Original Link: http://www.anandtech.com/show/1645
The Quest for More Processing Power, Part Two: "Multi-core and multi-threaded gaming"by Johan De Gelas on March 14, 2005 12:05 AM EST
- Posted in
IntroductionIn our first article, we explained that dynamic power, power leakage, the memory wall and wire delay have forced CPU designers to rethink the methods that they use to achieve higher performance CPUs.
In Part 2, we will investigate the advantages and disadvantages of the new market trend: multi-core CPUs. Will dual core enhance your gaming experience? Tim Sweeney, the leading developer behind the Unreal 3 engine, was so kind to answer our questions about multi-threaded development with concise answers. There is more - in the third part of this series, we will investigate what future multi-core and single core architectures will bring. We examine if the stories about "the new era of multi-threaded multi-core CPUs" are true and whether or not this will really benefit the consumer.
Should you care?Should you care whether or not we are moving to multi-core and multi-threaded CPUs? After all, the past decades, we were able to get consistently more performance for lower prices. However, it is pretty unclear whether or not multi-cores will benefit all consumers. We will explain this statement in more detail, but it is very interesting to see whether or not it will benefit you. The last spring IDF was all about multi-core CPUs, but there was very little information on how this is going to benefit the consumers. Let us take a critical look at this new direction that the desktop CPUs have taken.
Multi-core, multi-expensive?Dual cores are expensive to manufacture. Yields (the number of working chips on one wafer) are roughly proportional to size. Larger, dual core chips will always have lower yields than smaller, single core chips on the same process technology. But that is only a small problem. A bigger and more obvious problem is that you have only half the number per wafer (even slightly less). So, dual cores (such as Pressler) cost at least twice as much to manufacture compared to a single core chip - most likely more (such as Yonah, Pentium-D).
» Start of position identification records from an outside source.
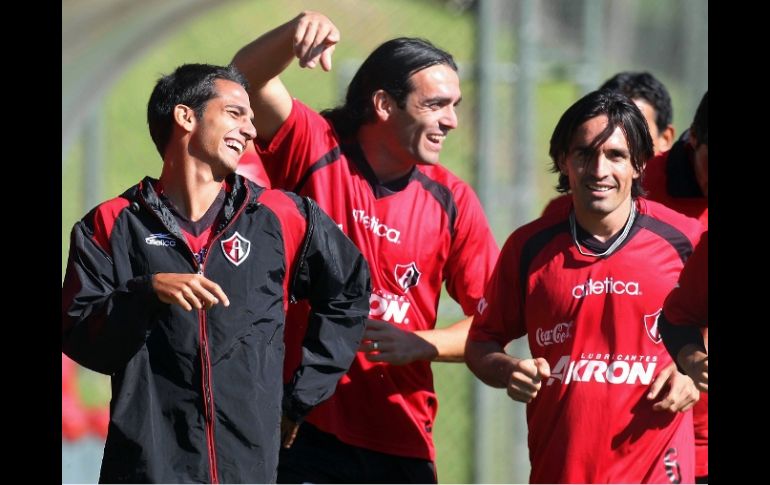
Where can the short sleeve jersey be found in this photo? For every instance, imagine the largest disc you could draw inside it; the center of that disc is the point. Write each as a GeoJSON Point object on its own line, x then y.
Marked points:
{"type": "Point", "coordinates": [594, 319]}
{"type": "Point", "coordinates": [431, 231]}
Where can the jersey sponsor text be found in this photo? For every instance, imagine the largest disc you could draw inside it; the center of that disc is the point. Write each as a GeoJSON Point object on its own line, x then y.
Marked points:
{"type": "Point", "coordinates": [621, 369]}
{"type": "Point", "coordinates": [377, 228]}
{"type": "Point", "coordinates": [607, 285]}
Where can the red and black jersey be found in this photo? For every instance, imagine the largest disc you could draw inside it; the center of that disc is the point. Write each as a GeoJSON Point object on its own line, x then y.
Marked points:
{"type": "Point", "coordinates": [197, 395]}
{"type": "Point", "coordinates": [594, 319]}
{"type": "Point", "coordinates": [430, 230]}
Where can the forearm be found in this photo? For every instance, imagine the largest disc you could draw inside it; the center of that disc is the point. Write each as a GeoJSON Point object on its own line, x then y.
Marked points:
{"type": "Point", "coordinates": [268, 55]}
{"type": "Point", "coordinates": [489, 362]}
{"type": "Point", "coordinates": [447, 344]}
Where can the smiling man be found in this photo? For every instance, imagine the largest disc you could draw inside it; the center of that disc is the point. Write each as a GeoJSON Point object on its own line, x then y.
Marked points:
{"type": "Point", "coordinates": [178, 289]}
{"type": "Point", "coordinates": [605, 401]}
{"type": "Point", "coordinates": [373, 165]}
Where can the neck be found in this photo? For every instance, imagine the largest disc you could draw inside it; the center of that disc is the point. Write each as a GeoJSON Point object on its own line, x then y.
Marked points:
{"type": "Point", "coordinates": [189, 186]}
{"type": "Point", "coordinates": [386, 164]}
{"type": "Point", "coordinates": [604, 226]}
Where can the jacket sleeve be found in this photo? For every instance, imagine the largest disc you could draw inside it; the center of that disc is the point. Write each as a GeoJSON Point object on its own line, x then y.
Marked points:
{"type": "Point", "coordinates": [333, 275]}
{"type": "Point", "coordinates": [105, 321]}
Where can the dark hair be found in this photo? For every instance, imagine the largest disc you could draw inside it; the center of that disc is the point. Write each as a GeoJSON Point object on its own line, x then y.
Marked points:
{"type": "Point", "coordinates": [645, 86]}
{"type": "Point", "coordinates": [700, 125]}
{"type": "Point", "coordinates": [389, 67]}
{"type": "Point", "coordinates": [191, 85]}
{"type": "Point", "coordinates": [621, 112]}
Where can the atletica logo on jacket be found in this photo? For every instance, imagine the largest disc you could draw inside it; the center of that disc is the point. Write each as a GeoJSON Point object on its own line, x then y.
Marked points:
{"type": "Point", "coordinates": [374, 225]}
{"type": "Point", "coordinates": [161, 239]}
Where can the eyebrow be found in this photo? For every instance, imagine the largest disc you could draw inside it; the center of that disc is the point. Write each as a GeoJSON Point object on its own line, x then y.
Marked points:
{"type": "Point", "coordinates": [241, 110]}
{"type": "Point", "coordinates": [442, 99]}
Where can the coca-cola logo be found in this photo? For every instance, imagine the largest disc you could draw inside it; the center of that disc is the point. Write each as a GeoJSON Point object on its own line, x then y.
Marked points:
{"type": "Point", "coordinates": [557, 335]}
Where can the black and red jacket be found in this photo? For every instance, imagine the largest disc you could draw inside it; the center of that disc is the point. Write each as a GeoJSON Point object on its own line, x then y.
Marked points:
{"type": "Point", "coordinates": [197, 396]}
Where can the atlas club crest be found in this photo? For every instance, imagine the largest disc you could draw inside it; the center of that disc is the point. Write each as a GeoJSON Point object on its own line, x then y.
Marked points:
{"type": "Point", "coordinates": [651, 326]}
{"type": "Point", "coordinates": [236, 248]}
{"type": "Point", "coordinates": [407, 275]}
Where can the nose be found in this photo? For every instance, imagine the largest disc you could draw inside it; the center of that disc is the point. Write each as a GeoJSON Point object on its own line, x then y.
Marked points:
{"type": "Point", "coordinates": [248, 130]}
{"type": "Point", "coordinates": [599, 166]}
{"type": "Point", "coordinates": [449, 119]}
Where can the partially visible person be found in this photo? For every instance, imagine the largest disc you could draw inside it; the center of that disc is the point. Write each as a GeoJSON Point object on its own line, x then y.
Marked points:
{"type": "Point", "coordinates": [179, 288]}
{"type": "Point", "coordinates": [678, 179]}
{"type": "Point", "coordinates": [373, 165]}
{"type": "Point", "coordinates": [685, 312]}
{"type": "Point", "coordinates": [652, 98]}
{"type": "Point", "coordinates": [606, 403]}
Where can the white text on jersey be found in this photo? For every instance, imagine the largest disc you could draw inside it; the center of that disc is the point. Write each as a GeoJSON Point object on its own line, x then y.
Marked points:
{"type": "Point", "coordinates": [378, 229]}
{"type": "Point", "coordinates": [390, 308]}
{"type": "Point", "coordinates": [608, 285]}
{"type": "Point", "coordinates": [629, 370]}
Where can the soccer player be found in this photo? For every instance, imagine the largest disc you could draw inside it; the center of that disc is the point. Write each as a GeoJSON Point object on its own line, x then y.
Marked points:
{"type": "Point", "coordinates": [178, 289]}
{"type": "Point", "coordinates": [605, 402]}
{"type": "Point", "coordinates": [373, 165]}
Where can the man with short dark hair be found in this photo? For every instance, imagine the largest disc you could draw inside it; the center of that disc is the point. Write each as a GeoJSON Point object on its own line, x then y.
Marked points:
{"type": "Point", "coordinates": [179, 288]}
{"type": "Point", "coordinates": [605, 401]}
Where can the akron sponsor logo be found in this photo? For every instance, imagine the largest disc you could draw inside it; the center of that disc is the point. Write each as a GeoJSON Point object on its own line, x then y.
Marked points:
{"type": "Point", "coordinates": [606, 286]}
{"type": "Point", "coordinates": [557, 335]}
{"type": "Point", "coordinates": [389, 307]}
{"type": "Point", "coordinates": [373, 225]}
{"type": "Point", "coordinates": [620, 369]}
{"type": "Point", "coordinates": [161, 239]}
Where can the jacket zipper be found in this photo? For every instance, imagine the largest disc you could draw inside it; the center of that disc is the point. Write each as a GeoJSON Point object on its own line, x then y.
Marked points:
{"type": "Point", "coordinates": [208, 395]}
{"type": "Point", "coordinates": [304, 249]}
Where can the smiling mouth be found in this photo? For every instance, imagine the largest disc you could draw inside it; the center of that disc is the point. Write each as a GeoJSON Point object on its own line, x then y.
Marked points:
{"type": "Point", "coordinates": [599, 188]}
{"type": "Point", "coordinates": [235, 145]}
{"type": "Point", "coordinates": [438, 139]}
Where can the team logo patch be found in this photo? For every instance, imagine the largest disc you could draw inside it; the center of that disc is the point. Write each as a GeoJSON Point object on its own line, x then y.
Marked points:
{"type": "Point", "coordinates": [236, 248]}
{"type": "Point", "coordinates": [407, 275]}
{"type": "Point", "coordinates": [651, 326]}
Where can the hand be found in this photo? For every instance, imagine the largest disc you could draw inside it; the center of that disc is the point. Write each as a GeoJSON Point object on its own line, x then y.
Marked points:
{"type": "Point", "coordinates": [384, 342]}
{"type": "Point", "coordinates": [525, 380]}
{"type": "Point", "coordinates": [695, 363]}
{"type": "Point", "coordinates": [188, 290]}
{"type": "Point", "coordinates": [288, 432]}
{"type": "Point", "coordinates": [682, 394]}
{"type": "Point", "coordinates": [315, 38]}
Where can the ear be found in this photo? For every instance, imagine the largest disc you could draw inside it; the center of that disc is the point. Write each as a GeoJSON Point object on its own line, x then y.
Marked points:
{"type": "Point", "coordinates": [666, 138]}
{"type": "Point", "coordinates": [383, 104]}
{"type": "Point", "coordinates": [184, 116]}
{"type": "Point", "coordinates": [562, 163]}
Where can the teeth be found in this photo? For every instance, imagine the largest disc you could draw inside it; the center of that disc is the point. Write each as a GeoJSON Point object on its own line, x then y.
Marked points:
{"type": "Point", "coordinates": [236, 145]}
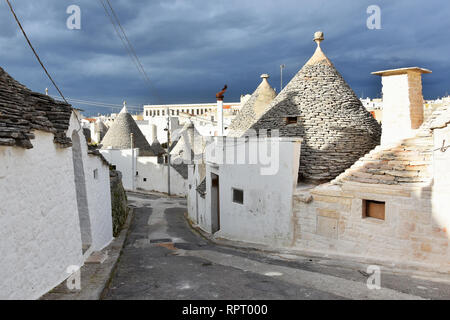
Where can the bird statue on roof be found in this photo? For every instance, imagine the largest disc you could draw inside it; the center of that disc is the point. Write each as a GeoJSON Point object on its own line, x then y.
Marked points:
{"type": "Point", "coordinates": [220, 95]}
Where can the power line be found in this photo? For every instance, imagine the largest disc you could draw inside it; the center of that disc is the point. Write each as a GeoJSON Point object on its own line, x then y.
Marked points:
{"type": "Point", "coordinates": [34, 51]}
{"type": "Point", "coordinates": [127, 44]}
{"type": "Point", "coordinates": [100, 104]}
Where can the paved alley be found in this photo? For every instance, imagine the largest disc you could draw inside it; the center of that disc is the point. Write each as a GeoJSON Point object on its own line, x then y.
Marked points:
{"type": "Point", "coordinates": [164, 259]}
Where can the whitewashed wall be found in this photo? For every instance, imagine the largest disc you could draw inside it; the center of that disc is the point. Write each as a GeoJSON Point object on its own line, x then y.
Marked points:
{"type": "Point", "coordinates": [441, 173]}
{"type": "Point", "coordinates": [156, 177]}
{"type": "Point", "coordinates": [123, 160]}
{"type": "Point", "coordinates": [99, 201]}
{"type": "Point", "coordinates": [40, 235]}
{"type": "Point", "coordinates": [265, 215]}
{"type": "Point", "coordinates": [98, 193]}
Dual and multi-cores might not increase the thermal density (dissipated power per mm²), but they do increase the total power. Granted, from the viewpoint of a heat sink designer, it is not much harder to cool a 112 mm² Prescott chip that dissipates +/- 90 Watt than a theoretical 206 mm² Pentium-D with 180 Watt. However, making sure that those 180 Watts do not cook all the components inside your computer is almost an impossible task for the system designer who wants to design a relatively silent PC. The result is that multi-core CPUs will run at lower clockspeeds than their single core counterparts. The Pentium-D, the dual core Prescott, is limited to 130 Watt and 3.2 GHz, while the current Prescott dissipates up to 115 Watt and runs at 3.8 GHz. And last, but not least, dual core CPUs need more bandwidth than a single core to make a difference and increase the "CPU perceived" latency. Cache coherency and getting access to the same memory bus all increase the total latency that the CPU sees and thus, lowers performance.
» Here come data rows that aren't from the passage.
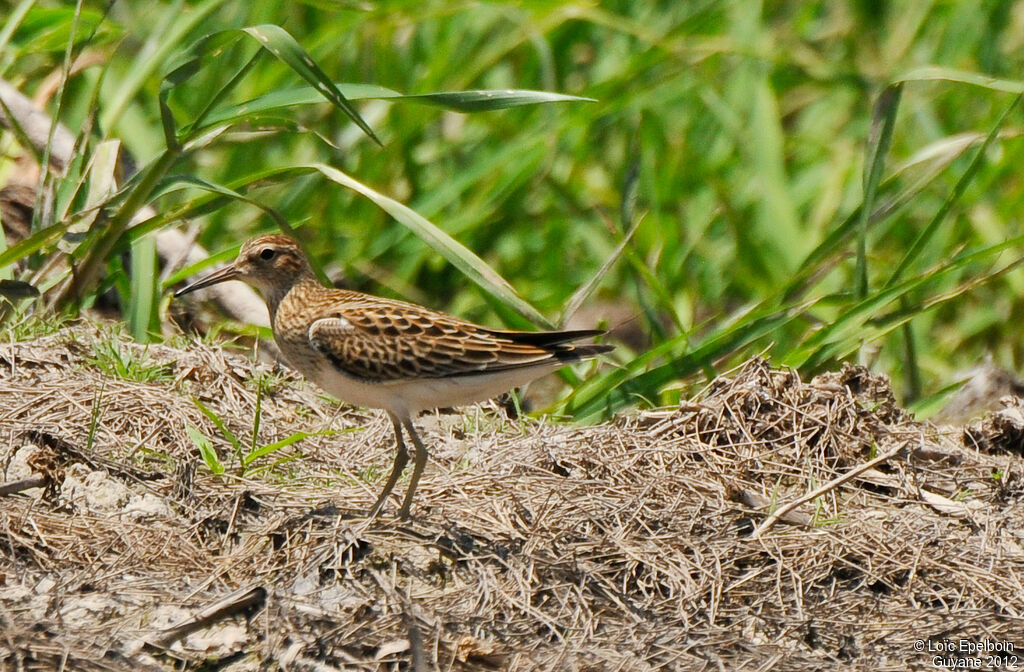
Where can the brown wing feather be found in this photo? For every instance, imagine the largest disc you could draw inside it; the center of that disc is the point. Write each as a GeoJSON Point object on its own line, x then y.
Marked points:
{"type": "Point", "coordinates": [388, 341]}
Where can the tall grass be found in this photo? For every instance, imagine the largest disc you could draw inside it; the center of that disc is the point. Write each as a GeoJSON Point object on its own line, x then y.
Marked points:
{"type": "Point", "coordinates": [829, 181]}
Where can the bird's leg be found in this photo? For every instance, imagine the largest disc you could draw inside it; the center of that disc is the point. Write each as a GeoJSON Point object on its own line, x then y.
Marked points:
{"type": "Point", "coordinates": [400, 460]}
{"type": "Point", "coordinates": [418, 465]}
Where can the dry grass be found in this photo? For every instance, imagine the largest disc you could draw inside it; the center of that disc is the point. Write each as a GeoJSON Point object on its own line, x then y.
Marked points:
{"type": "Point", "coordinates": [624, 546]}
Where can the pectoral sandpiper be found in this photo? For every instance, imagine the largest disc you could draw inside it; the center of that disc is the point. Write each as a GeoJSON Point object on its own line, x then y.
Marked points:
{"type": "Point", "coordinates": [389, 354]}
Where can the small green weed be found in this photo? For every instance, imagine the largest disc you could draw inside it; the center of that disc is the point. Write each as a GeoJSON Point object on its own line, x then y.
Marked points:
{"type": "Point", "coordinates": [245, 454]}
{"type": "Point", "coordinates": [126, 363]}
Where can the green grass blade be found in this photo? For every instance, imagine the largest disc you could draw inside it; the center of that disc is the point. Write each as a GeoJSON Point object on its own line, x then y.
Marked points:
{"type": "Point", "coordinates": [206, 450]}
{"type": "Point", "coordinates": [466, 101]}
{"type": "Point", "coordinates": [279, 42]}
{"type": "Point", "coordinates": [926, 235]}
{"type": "Point", "coordinates": [471, 265]}
{"type": "Point", "coordinates": [219, 424]}
{"type": "Point", "coordinates": [879, 140]}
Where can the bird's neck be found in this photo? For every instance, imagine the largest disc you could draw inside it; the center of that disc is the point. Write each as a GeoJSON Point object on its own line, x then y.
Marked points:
{"type": "Point", "coordinates": [304, 286]}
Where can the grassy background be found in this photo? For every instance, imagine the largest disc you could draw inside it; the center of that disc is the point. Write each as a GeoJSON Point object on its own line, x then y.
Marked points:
{"type": "Point", "coordinates": [737, 136]}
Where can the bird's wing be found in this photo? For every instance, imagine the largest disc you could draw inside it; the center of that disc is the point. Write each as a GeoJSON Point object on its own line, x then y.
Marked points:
{"type": "Point", "coordinates": [384, 342]}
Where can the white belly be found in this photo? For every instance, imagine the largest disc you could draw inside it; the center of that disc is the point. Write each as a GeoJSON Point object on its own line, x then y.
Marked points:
{"type": "Point", "coordinates": [408, 397]}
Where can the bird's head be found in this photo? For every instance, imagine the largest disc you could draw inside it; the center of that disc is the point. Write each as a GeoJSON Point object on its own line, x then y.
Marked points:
{"type": "Point", "coordinates": [271, 263]}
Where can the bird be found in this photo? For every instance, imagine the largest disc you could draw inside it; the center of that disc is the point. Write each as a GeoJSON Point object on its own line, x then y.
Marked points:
{"type": "Point", "coordinates": [385, 353]}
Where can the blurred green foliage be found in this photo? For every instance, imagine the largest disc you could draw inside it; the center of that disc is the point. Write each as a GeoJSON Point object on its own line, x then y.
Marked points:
{"type": "Point", "coordinates": [734, 132]}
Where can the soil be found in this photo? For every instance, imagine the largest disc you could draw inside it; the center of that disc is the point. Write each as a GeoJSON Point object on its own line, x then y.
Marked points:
{"type": "Point", "coordinates": [639, 544]}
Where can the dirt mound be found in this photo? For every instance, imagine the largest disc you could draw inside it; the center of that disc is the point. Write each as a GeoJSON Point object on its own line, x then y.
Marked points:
{"type": "Point", "coordinates": [640, 544]}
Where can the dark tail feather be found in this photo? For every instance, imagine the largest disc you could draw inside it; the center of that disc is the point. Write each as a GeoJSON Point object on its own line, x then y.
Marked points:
{"type": "Point", "coordinates": [546, 338]}
{"type": "Point", "coordinates": [569, 353]}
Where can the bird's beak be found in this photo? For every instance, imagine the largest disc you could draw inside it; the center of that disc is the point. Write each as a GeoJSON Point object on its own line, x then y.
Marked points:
{"type": "Point", "coordinates": [218, 276]}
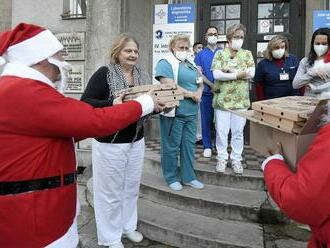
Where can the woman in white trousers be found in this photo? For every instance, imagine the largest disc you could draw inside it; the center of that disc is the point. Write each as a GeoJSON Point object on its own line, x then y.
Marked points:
{"type": "Point", "coordinates": [117, 159]}
{"type": "Point", "coordinates": [232, 68]}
Multi-core, multi-performance?The advantages of multi-core and multi-threaded CPUs far outweigh the disadvantages in the server market. While most server applications produce a lot of threads and processes, performance scales close to linear as more cores are added to the die. This is in sharp contrast with the superscalar CPU where increasingly complex designs require exponentionally more transistors, and power show diminishing returns, especially in server applications where the IPC can go below 1. While Dual core CPUs are more expensive to manufacture, they are far easier to design than turning a single core CPU into an even wider issue, complex CPU. Development costs for a new CPU design are astronomically high. So, it does not surprise us at all that Server CPU manufacturers have turned en masse towards multi-core CPU designs: significant power gains with a fraction of the time and money invested. And the same can be said about a big part of the HPC market.
A good example of how well server applications can scale with more CPUs, refer to our DB2 tests, which showed up to a 96% performance increase going from single to dual, and a boost of up to 89% when we increased the number of Opterons from two to four. Most desktop and many workstation applications are single-threaded, however. Or more accurately, they might be multithreaded to be more responsive, but there is only one thread that really needs CPU power.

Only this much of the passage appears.